Is it possible to create constructor-extension-method ? how?
Is it possible to add a constructor extension method?
Sample Use Case
I want to add a List< T > constructor to receive specific amount of bytes out of a given partially filled buffer (without the overhead of copying only the relevant bytes and so on):
...
public static List<T>(this List<T> l, T[] a, int n)
{
for (int i = 0; i < n; i++)
l.Add(a[i]);
}
...
so the usage would be:
List<byte> some_list = new List<byte>(my_byte_array,number_of_bytes);
I've already added an AddRange extension method:
public static void AddRange<T>(this List<T> l, T[] a, int n)
{
for (int i = 0; i < n; i++)
l.Add(a[i]);
}
I want to do it as a constructor too. Is it possible?

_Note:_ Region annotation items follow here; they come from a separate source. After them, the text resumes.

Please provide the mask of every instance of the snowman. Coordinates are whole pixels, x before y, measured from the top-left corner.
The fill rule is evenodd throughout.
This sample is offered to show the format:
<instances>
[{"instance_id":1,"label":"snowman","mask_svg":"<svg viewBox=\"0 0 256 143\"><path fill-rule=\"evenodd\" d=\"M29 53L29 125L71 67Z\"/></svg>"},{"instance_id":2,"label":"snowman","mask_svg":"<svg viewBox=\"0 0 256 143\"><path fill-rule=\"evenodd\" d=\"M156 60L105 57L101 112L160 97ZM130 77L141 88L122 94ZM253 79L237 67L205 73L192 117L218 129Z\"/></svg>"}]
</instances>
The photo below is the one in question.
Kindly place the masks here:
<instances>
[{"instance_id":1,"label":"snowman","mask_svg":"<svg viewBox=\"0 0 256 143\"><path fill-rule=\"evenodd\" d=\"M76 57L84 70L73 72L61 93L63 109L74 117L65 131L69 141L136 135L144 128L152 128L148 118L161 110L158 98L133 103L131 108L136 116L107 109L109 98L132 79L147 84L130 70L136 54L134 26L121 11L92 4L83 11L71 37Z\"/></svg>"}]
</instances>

If yes - how?
Solution 1:
No, but if you changed your AddRange
signature to return the list instance, then you could at least do
var list = new List<int>().AddRange(array, n);
which imho is probably clearer than overloading the constructor anyway.
Solution 2:
SWeko's answer is basically correct, though of course the article he links to is about extension properties rather than extension constructors.
We also did a rough design for extension constructors at the same time as we did extension properties; they would be a nice syntactic sugar for the factory pattern. However, they never got past the design stage; the feature, though nice, is not really necessary and does not enable any awesome new scenarios.
If you have a really awesome problem that extension constructors would solve, I'd be happy to hear more details. The more real-world feedback we get, the better we are able to evaluate the relative merits of the hundreds of different feature suggestions we get every year.